In both cases, the ministry and minister have been giving boards the same consistent message on accommodation issues-- make your own decisions. These sorts of quandaries aren't new-- for example, the Catholic schools in suburban Ottawa went K-6 and 7-13 in the late 1980s after full funding was implemented because many elementary schools didn't have space for the intermediate grades when all the junior high schools became high schools.
They're also rightly in the hands of the district school boards. Bricks-and-mortar answers, even if the questions are largely framed by the province, should be answered locally. School organization -- which has always varied depending on where you live and when you went to school -- is also a very local issue that deserves to remain so.

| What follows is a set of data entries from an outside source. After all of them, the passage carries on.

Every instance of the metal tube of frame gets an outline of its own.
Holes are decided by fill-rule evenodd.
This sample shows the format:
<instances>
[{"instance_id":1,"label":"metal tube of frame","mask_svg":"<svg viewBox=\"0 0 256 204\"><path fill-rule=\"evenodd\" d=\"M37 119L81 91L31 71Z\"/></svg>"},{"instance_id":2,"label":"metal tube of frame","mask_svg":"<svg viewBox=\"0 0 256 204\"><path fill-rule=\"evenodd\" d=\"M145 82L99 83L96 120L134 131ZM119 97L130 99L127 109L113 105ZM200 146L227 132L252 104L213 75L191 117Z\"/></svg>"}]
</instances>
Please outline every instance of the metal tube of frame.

When the primary class size initiative was being implemented, boards were faced with similar accommodation challenges as they tried to meet the 20:1 cap in 90% of classes without exceeding the average class-size caps for junior and intermediate grades or building expansions they weren't getting the money to fund.
In that case, boards were required to tell the ministry what they needed. For the most part the requests were funded and at the end of full implementation a number of boards had leftover capital dollars for primary class size that they had to return to the ministry or get reallocated under a different capital-program label. So for FDK the ministry appears to be more cautious on how it's allocating capital, and holding back on any announcements until the schools have been announced.
The question of capital has always been around since the FDK program was introduced and it may prove to be its messiest to answer as the program is implemented. The ministry does ask for and receive capital planning information from school boards, with particular attention to FDK in the past two years so that it knows what the request for capital is. Yet it's never been completely transparent on any estimates it might have as to what the total capital budget for full implementation over the five years might be. The Toronto Sun's Moira MacDonald got into this in her most recent column as Minister Leona Dombrowsky answered her question from a previous column in a letter to the editor (it's the first one listed here). The figure quoted is $1.5 billion / year operational budget at full rollout, with $1.5 billion in capital needed to get there. With about half the school sites announced, about a third of the capital has been allocated. The real work remains ahead.